If I remove those 1 mile long axles, and replace them with a computer that reads what one set of cogs do, and then transfers that data to the separated cogs via a network and some servos, is that not a brain that would generate consciousness?
If I replace that computer, network, and servos with somebody doing the calculation by pen/paper, and running back and forth to turn the cogs by hand, is that not a brain that would generate consciousness?
At that point, no, I don't see that consciousness would be possible.
And btw, I'm not giving any special properties to neurons. Quite the opposite. Neuronal activity is invisible to consciousness.
As you say, it doesn't matter that it's neurons doing what's being done. If the signals were carried some other way, the result would be the same, as long as it operated with the same thresholds and connections, and as long as the modules were arranged in the same configuration.

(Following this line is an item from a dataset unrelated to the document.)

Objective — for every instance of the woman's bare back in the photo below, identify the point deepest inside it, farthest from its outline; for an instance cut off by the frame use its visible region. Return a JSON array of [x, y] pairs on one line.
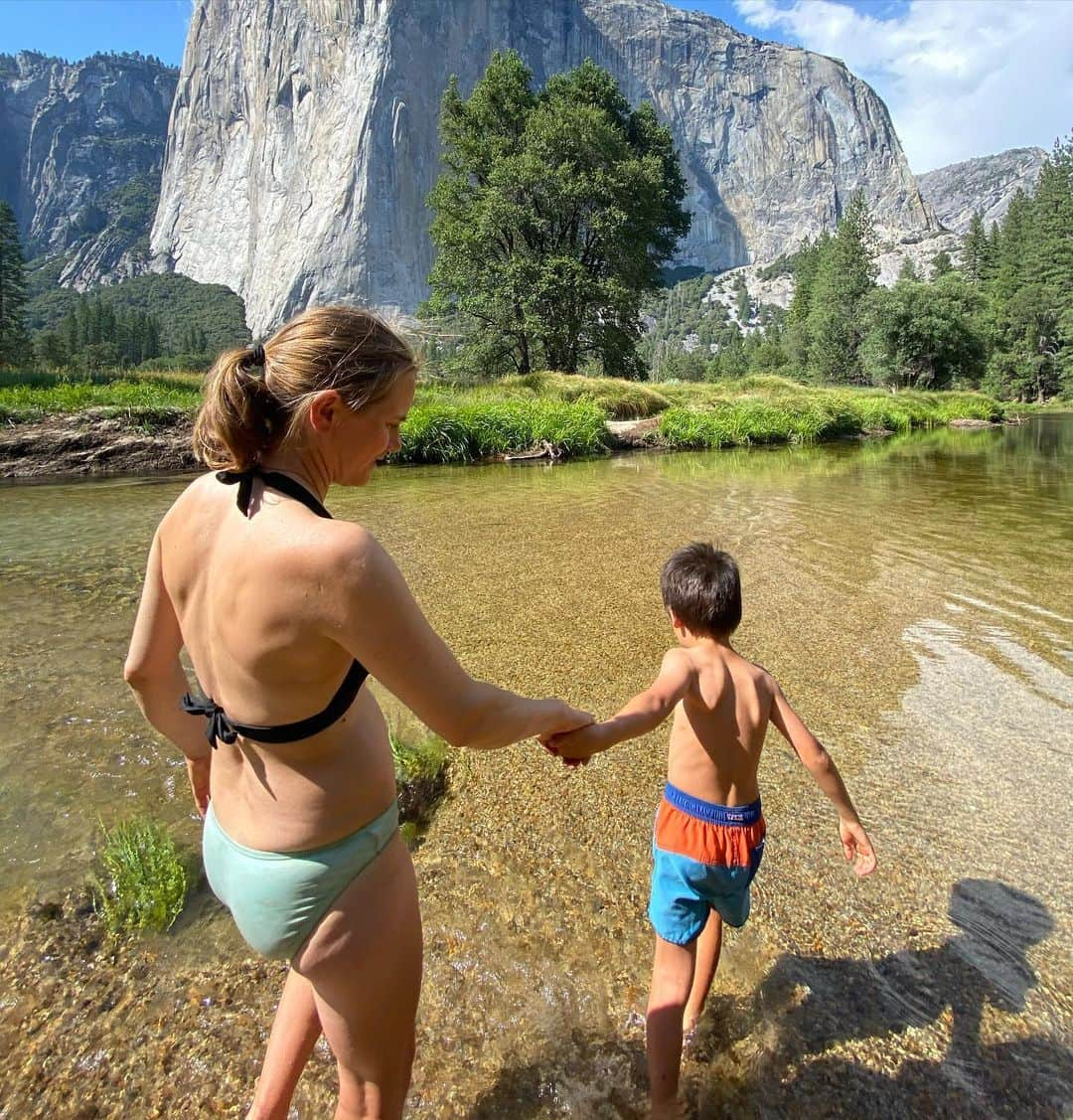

(Whether such an object could actually be made out of computer chips or cogs, I couldn't say. I seriously doubt it could be made with cogs, which are not very amenable to threshold-dependent response.)
But, as with your heartbeat, there must be a limit to how much the signaling can slow down before the higher-level phenomenon ceases.
I don't think that you or I or anyone alive is in a position to say where that point is. But I have no doubt that it's somewhere higher than a person running a mile between each synapse.
As steenkh noted above, consciousness is a rather fuzzy thing, smeared out over time. We're not aware of events as they happen, often not even in order, and by the time we are conscious of events, what we're aware of is not the raw input but something very highly processed, all filtered and chunked and lumped.
We act on perceptions that we're not conscious of. Most of what the brain does is independent of consciousness. Consciousness appears to be an after-effect, a downstream function.